Vilasrao pleads ‘no knowledge’ on day one of deposition before Adarsh commission

He didn’t know Adarsh society claimed land was in its possession even before allotment

June 27, 2012 01:10 am | Updated November 17, 2021 01:00 am IST - MUMBAI:

The former Chief Minister of Maharashtra Vilasrao Deshmukh arriving to de[pse  before Adarsh commission, in Mumbai on Tuesday. Photo: Vivek Benre

The former Chief Minister of Maharashtra Vilasrao Deshmukh arriving to de[pse before Adarsh commission, in Mumbai on Tuesday. Photo: Vivek Benre

Pleading ignorance, the former Maharashtra Chief Minister, Vilasrao Deshmukh, on Tuesday told the Adarsh judicial commission that he didn’t know that the land on which the housing society was to come up here was in the possession of the local Army unit; nor did he know that the Adarsh Cooperative Housing Society had claimed it was already in possession of the land before the State government made the allotment.Mr. Deshmukh said he sought expeditious action on the Adarsh land allotment request letter after the former MLC, Kanhaiyalal Gidwani, approached him saying the matter had been pending for more than five months. Mr. Gidwani is one of the 14 accused who are now under CBI investigation.

(The origins of the Adarsh Housing Society scandal date to February 2000. Though the housing complex was meant for serving and retired defence personnel, for 10 years, top politicians, bureaucrats and military officers bent rules and committed acts of omission and commission, and had flats allotted to themselves in this premier property at artificially lowered prices.)

When he was shown letters, written by Mr.
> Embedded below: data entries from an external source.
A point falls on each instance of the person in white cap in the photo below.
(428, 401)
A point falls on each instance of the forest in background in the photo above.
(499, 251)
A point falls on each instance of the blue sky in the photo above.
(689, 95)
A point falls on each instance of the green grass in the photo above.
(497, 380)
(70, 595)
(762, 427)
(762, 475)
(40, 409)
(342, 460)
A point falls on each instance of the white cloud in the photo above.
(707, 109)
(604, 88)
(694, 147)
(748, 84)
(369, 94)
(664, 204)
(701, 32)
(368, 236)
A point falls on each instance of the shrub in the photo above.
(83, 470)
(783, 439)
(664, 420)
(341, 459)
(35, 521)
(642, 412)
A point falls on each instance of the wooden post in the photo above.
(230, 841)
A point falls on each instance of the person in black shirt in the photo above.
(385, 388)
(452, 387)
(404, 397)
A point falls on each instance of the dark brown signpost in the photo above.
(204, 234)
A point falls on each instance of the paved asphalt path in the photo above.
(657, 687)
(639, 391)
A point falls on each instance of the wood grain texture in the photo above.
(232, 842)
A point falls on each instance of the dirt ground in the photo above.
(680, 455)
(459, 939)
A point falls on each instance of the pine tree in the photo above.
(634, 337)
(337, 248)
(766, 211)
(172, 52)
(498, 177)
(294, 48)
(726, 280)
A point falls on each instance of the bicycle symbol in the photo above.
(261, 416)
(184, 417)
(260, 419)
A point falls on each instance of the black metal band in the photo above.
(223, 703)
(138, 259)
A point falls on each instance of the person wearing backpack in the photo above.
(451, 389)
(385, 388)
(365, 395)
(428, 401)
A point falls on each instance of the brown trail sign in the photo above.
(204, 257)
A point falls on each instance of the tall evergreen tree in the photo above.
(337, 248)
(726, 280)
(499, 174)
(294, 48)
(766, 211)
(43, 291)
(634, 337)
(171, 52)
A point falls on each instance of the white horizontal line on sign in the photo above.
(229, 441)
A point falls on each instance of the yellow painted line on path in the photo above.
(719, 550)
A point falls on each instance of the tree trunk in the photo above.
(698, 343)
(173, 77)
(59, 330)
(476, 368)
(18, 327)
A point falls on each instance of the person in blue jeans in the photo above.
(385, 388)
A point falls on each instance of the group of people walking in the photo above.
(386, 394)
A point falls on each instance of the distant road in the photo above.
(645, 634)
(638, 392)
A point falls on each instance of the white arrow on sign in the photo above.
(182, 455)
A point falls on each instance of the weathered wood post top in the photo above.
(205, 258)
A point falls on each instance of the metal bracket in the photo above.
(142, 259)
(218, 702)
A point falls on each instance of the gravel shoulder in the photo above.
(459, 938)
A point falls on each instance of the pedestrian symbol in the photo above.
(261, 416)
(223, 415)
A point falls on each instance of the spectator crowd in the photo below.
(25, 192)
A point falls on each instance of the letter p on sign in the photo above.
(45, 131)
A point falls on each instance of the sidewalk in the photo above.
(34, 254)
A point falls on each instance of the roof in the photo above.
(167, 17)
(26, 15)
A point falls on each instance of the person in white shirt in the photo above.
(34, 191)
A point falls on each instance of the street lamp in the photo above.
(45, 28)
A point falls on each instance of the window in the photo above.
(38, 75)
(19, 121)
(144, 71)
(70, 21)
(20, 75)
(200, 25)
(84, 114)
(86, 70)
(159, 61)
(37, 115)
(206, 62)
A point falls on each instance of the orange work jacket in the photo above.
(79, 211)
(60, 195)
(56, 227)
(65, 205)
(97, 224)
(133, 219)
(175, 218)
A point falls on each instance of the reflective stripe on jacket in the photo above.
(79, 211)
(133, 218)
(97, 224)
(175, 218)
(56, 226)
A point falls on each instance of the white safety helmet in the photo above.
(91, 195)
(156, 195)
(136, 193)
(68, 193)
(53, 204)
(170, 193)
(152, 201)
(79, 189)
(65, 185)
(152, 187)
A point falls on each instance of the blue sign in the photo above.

Gidwani, which brazenly stated the possession of the land was already with the society, Mr. Deshmukh said: “I didn’t read the statement made in this letter to the effect that the society was already in possession of the land in question.”

He said he either didn’t read the letters on which he remarked, in his handwriting, ‘expedite the process’, or that no one brought the anomalies to his notice. “I only read the subject,” he told the two-member commission on his first day of deposition before it.When Dipan Merchant, senior counsel for the Adarsh commission, asked Mr. Deshmukh “Why did you write ‘please expedite’?” Mr. Deshmukh said it was his practice to write “immediately” on such letters.

But this statement is in contrast to what a senior bureaucrat told the commission last year. Chandrashekhar Oak, then Under Secretary of the Revenue and Forest Department, in his deposition, said it wasn’t the usual practice of Mr. Deshmukh to mark any file ‘tatkal’ (immediate).

Mr. Deshmukh was also questioned regarding the width of Prakash Pethe Marg, adjacent to which lies the Adarsh society. He said he didn’t know that Maharashtra State Road Transport Corporation had protested to the reduction of the road width.

When the width was supposed to be 18.40 metres, how did it end up at 10.30 metres, the commission asked Mr. Deshmukh.

“During physical inspection in 2011, we found that the width of the road was 10.30 metres. What exactly happened? Does it mean that the situation on the ground was different from what was stated in the government notification?” asked commission member P. Subramanium.

Mr. Deshmukh said he wasn’t aware of it. His deposition will continue on Wednesday.

Mr. Deshmukh handled Urban Development Ministry during both his stints as Chief Minister (October 18, 1999-January 16, 2003 and November 1, 2004- December 4, 2008).